Birding the whole park in an hour is possible, but seeing more than 25 species usually takes 2+ hours. Winter months are typically the most productive, often producing 35-40 different birds during a longer visit.
Note: The bridge that used to connect the eastern and western halves of this park is no longer present due to the historic 2015 Memorial Day flood. Birding both halves requires driving to each side separately.
Google Maps will automatically take you to the eastern parking lot on Grove Blvd., which is the side that has the nature trail loop but less river access. To bird the west side (dam side), use the parking lot off S Pleasant Valley Road (gmaps).
The nature trail loop is pretty straightforward. The northern half is more shrubby, while the southern half is more heavily wooded with taller trees. Use your ears to first detect birds since there’s plenty of vegetation for them to hide in.

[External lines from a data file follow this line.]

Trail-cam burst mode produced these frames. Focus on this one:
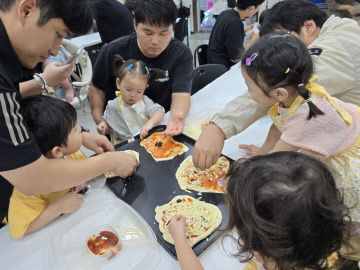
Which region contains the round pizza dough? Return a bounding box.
[175,156,230,193]
[104,150,140,178]
[155,195,222,247]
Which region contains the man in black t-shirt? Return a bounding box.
[93,0,135,43]
[89,0,193,135]
[208,0,264,68]
[0,0,138,223]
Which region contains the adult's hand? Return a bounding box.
[164,115,185,136]
[107,152,139,178]
[193,123,225,170]
[42,60,75,87]
[82,132,115,154]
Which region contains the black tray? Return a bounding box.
[106,126,232,259]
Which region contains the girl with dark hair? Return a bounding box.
[98,55,166,142]
[239,32,360,260]
[169,152,347,270]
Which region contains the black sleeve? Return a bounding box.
[225,21,244,60]
[172,46,193,93]
[0,86,41,171]
[92,44,115,93]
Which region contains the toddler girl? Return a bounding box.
[240,33,360,260]
[169,152,347,270]
[98,55,165,141]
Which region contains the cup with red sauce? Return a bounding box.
[86,225,121,261]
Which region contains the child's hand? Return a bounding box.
[70,184,85,193]
[168,215,186,242]
[97,121,114,135]
[239,144,266,157]
[244,24,254,32]
[52,191,85,214]
[140,120,154,140]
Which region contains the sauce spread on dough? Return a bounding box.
[140,132,184,158]
[182,157,229,192]
[87,231,119,255]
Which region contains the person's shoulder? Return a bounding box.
[0,64,15,92]
[169,38,192,58]
[104,32,136,50]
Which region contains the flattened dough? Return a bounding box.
[140,132,189,161]
[155,195,222,247]
[176,156,230,193]
[104,150,140,178]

At the halfway point the path turns back at a sharp angle. Here you’ll see a closed gate where the bridge used to be. It should be rebuilt by the end of 2020.
The western half of the park is mostly baseball fields, but also has the nature trail that runs along the river. View of the river is mostly blocked by trees, but there are several clearings that provide a good view of the river and the dam. These overlook points are a great spot to pause for a few minutes and see what flies by. You may get an Osprey, heron or egret, or a calling kingfisher. Ringed Kingfishers are occasionally seen here, but Belted is far more common.
Just up the road from the dam, next to the small parking lot, is a pedestrian tunnel. It’s easy to miss if you’re not looking for it. Walk through it and you’ll come out next to Lady Bird Lake.
The trail turns left and continues along the lake and follow the river for several miles.
If you turn right immediately after exiting the tunnel and walk a short distance, you’ll get a great view of open water and this side of the dam. Scan for ducks, cormorants, and gulls on and over the lake.
There’s not really any big birding secrets to this park. Just keep your ears open for birds calling out of sight, and look up often for flyover vultures and raptors.
Other Important Info
Here is an in-browser PDF map of Roy Guerrero Park.
Although the bridge connecting the trail loop and the dam is out, it is possible to cross the drainage for those determined enough. It just requires some light hiking and climbing.
There’s even an established, but unofficial, footpath to follow due to people walking across. Otherwise, driving to the other side takes 8-10 minutes.
Also note that if baseball games are happening, the parking lots may be crowded. Early morning visitors likely won’t need to worry about this.